Over recent months, we have held back from providing updates on the continued delay in announcement of the lease accounting rule changes. However, this week, the long-awaited announcement finally emerged!
The International Accounting Standards Boards have now issued a new accounting Standard – IFRS 16 Leases. It replaces accounting requirements introduced more than 30 years ago that are no longer considered fit for purpose and is a major revision of the way in which companies account for leases.
Listed companies using IFRS Standards or US GAAP are estimated to have around US$3.3 trillion of lease commitments; over 85 per cent of which do not appear on their balance sheets.
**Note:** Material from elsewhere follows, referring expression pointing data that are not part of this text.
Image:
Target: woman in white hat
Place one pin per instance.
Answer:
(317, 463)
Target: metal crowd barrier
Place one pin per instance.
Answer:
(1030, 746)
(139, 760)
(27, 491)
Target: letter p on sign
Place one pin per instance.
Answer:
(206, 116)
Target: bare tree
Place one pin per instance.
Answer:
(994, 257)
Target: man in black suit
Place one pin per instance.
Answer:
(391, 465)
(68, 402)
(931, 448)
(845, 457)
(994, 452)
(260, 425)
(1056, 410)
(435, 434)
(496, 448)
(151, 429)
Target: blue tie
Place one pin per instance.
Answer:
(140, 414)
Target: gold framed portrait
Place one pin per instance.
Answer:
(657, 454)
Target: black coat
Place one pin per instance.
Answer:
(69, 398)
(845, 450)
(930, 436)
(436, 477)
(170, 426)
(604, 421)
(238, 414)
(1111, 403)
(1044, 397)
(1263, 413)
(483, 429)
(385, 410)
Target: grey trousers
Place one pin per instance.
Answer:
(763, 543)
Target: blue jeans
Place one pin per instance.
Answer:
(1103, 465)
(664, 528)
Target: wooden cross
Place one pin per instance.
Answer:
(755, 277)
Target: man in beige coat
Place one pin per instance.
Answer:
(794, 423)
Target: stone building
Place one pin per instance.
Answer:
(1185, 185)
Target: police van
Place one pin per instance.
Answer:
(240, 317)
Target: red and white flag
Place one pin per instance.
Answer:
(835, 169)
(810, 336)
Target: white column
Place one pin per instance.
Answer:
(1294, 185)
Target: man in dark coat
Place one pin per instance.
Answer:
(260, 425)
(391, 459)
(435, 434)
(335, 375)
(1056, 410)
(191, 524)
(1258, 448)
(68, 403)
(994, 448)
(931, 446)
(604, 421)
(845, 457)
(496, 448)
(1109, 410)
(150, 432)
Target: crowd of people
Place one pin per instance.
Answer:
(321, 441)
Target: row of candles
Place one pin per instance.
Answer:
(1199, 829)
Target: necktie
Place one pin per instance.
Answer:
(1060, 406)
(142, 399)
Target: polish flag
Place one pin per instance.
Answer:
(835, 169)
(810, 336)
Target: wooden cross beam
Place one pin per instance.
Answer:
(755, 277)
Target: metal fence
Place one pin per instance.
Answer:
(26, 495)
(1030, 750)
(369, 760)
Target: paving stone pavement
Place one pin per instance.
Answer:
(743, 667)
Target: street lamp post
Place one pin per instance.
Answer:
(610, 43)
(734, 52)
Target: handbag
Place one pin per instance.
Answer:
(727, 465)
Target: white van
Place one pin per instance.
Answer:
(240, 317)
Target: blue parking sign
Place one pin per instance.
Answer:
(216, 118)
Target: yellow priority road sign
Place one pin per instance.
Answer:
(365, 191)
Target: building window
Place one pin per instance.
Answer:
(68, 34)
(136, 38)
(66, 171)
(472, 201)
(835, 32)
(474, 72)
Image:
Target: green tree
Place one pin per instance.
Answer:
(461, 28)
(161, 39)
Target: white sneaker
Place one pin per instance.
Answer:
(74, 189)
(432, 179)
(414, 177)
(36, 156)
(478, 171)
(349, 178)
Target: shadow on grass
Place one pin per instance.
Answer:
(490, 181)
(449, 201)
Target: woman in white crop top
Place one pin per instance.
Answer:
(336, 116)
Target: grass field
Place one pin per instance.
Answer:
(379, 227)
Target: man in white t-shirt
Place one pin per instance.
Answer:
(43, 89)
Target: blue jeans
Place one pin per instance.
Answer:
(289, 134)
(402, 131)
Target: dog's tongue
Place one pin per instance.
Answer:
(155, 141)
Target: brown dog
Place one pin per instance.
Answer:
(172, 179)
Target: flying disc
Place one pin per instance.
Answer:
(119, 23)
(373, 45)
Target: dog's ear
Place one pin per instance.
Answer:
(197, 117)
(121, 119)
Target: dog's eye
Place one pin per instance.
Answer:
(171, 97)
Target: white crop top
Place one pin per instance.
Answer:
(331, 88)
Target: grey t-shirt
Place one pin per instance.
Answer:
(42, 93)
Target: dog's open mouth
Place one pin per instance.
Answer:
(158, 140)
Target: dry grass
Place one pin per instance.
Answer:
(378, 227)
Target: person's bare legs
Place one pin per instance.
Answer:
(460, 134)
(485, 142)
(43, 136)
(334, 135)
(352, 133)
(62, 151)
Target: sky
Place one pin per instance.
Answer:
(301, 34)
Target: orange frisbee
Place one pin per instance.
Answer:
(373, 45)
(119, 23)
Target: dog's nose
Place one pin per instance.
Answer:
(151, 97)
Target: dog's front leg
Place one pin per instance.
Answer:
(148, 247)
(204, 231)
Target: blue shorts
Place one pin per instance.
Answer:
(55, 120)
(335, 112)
That is because leases to date have been categorised as either ‘finance leases’ (which are reported on the balance sheet) or ‘operating leases’ (which are disclosed only in the notes to the financial statements).
This somewhat arbitrary distinction made it difficult for investors to compare companies.It also meant that investors and others had to estimate the effects of a company’s off balance sheet lease obligations, which in practice often led to overestimating the liabilities arising from those obligations. IFRS 16 solves this problem by requiring all leases to be reported on a company’s balance sheet as assets and liabilities.
Hans Hoogervorst, IASB Chairman, commented:
These new accounting requirements bring lease accounting into the 21st century, ending the guesswork involved when calculating a company’s often-substantial lease obligations.
The new Standard will provide much-needed transparency on companies’ lease assets and liabilities, meaning that off balance sheet lease financing is no longer lurking in the shadows. It will also improve comparability between companies that lease and those that borrow to buy.
The new Leases Standard has been subjected to multiple rounds of public consultation and extensive Board-level deliberation, all of which has been conducted in public and webcast.
The IASB has also worked in close collaboration with the US Financial Accounting Standards Board (FASB) on the development of the new Standard. The two Boards are aligned on the central issue of bringing leases onto balance sheets, and on the definition of a lease and how lease liabilities should be measured.